Guest curators are photographer Catherine Opie and artist Jack Pierson, both longtime friends of Waters and represented in his collection. The exhibition is organized by Leila Grothe, the museum’s Associate Curator of Contemporary Art.

Works featured include paintings, sculptures, photographs and prints by Diane Arbus; Nan Goldin; Mike Kelly; Cindy Sherman; Gary Simmons; Cy Twombly; Andy Warhol; Christopher Wool and others.

According to the museum, the selected works capture elements critical to Waters’ collection vision, including a commitment to bold artists and artworks that exude confidence, wit and humor. The exhibition also sheds light on the deep and long-lasting relationships Waters has forged with artists and how these personal engagements and connections have shaped his collection.

Waters’ legacy to the museum includes works by 125 artists and helps expand its holdings related to queer identity and freedom of expression. The exhibition begins with a group of ‘touchstone’ works depicting Waters’ relationships with people in the art and film worlds such as Brigid Berlin, Colin de Land, Cookie Mueller and Warhol.

Works by Vincent Fecteau, Fischli and Weiss, Paul Lee, Doug Padgett, George Stoll and others draw heavily on the craft to mimic everyday or familiar objects – a theme of the collection. With works by Richard Artschwager, the concept of painting goes beyond oil and canvas; Tadashi Kawamata; Tom Sachs and Richard Tuttle with different materials. Photography also plays a key role in Waters’ collection, including works by Peter Hujar; Larry Clark; Richard Prince; Karlheinz Weinberger; Arbus; Goldin; Opie and Pierson.

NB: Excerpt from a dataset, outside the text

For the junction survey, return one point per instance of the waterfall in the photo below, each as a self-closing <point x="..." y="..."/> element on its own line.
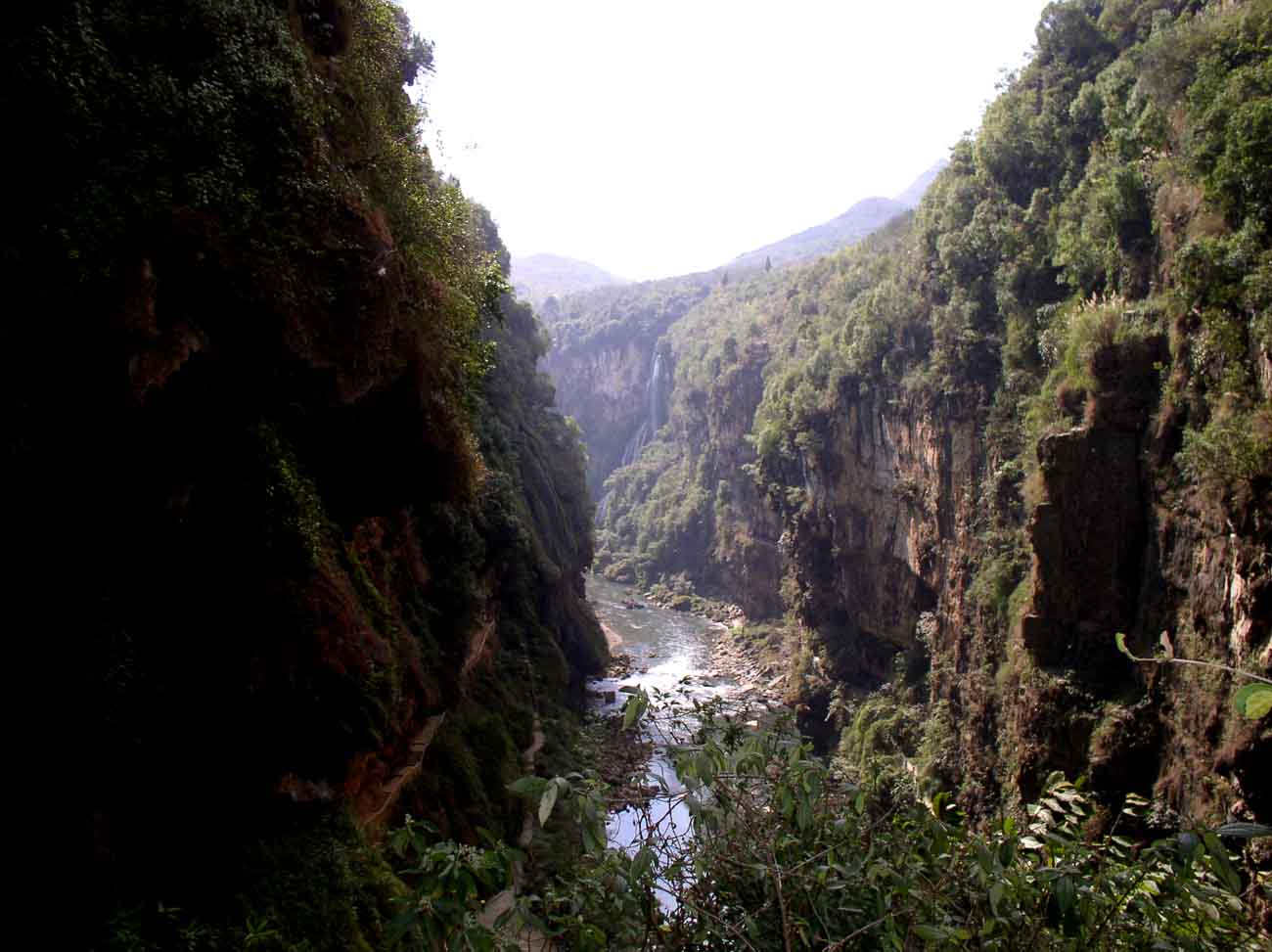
<point x="656" y="415"/>
<point x="653" y="393"/>
<point x="636" y="443"/>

The collection includes a painting of Betsy, the chimpanzee who lived and painted at the Maryland Zoo in Baltimore in the 1950s. Betsy’s artistic career ended when museum curator Arthur Watson introduced her to Spunky the Monkey, who one day fell on her and broke her leg, leaving her in shock and eventually leading to her death. This will be the first time the museum has displayed a work by a non-human.

Coming Attractions is presented at the museum’s Nancy Dorman and Stanley Mazaroff Center for the Study of Prints, Drawings and Photographs. A publication with images of the artworks installed in Waters’ apartments will accompany the exhibition, showing how he lives with the exhibited works.

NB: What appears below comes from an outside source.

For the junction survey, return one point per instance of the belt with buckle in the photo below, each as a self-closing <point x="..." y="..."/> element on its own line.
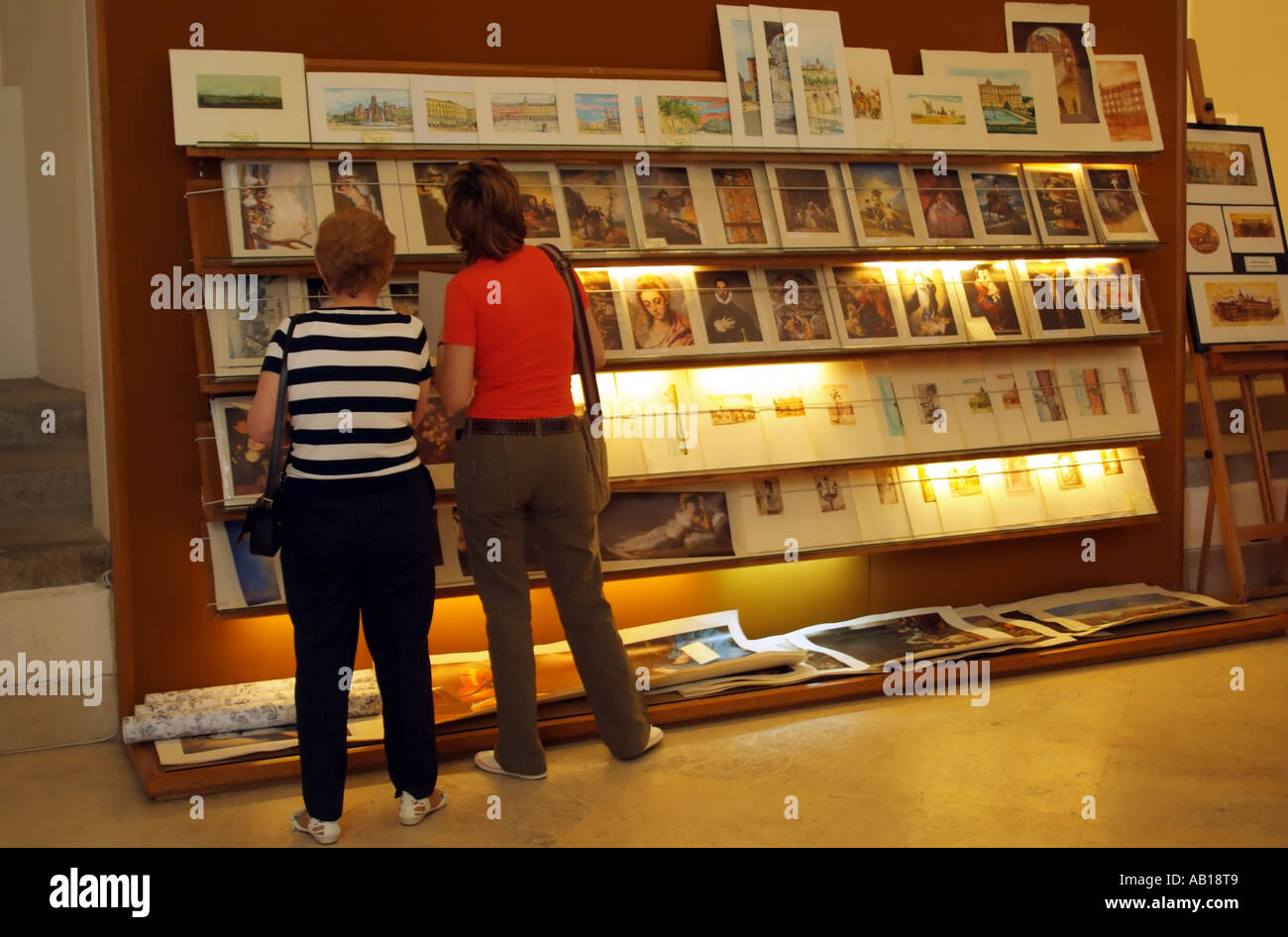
<point x="522" y="428"/>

“We have both known John Waters for years as an auteur, writer, artist, art collector and friend. We are honored to have the opportunity to curate a presentation of his collection that so fully reflects his personality and imagination,” Opie and Pierson said in a statement.

“Our hope is to share with audiences another aspect of John’s creative vision by providing a glimpse of what he values: artists who are not afraid to take risks, who are not willing to compromise, and who love their art Create edge.”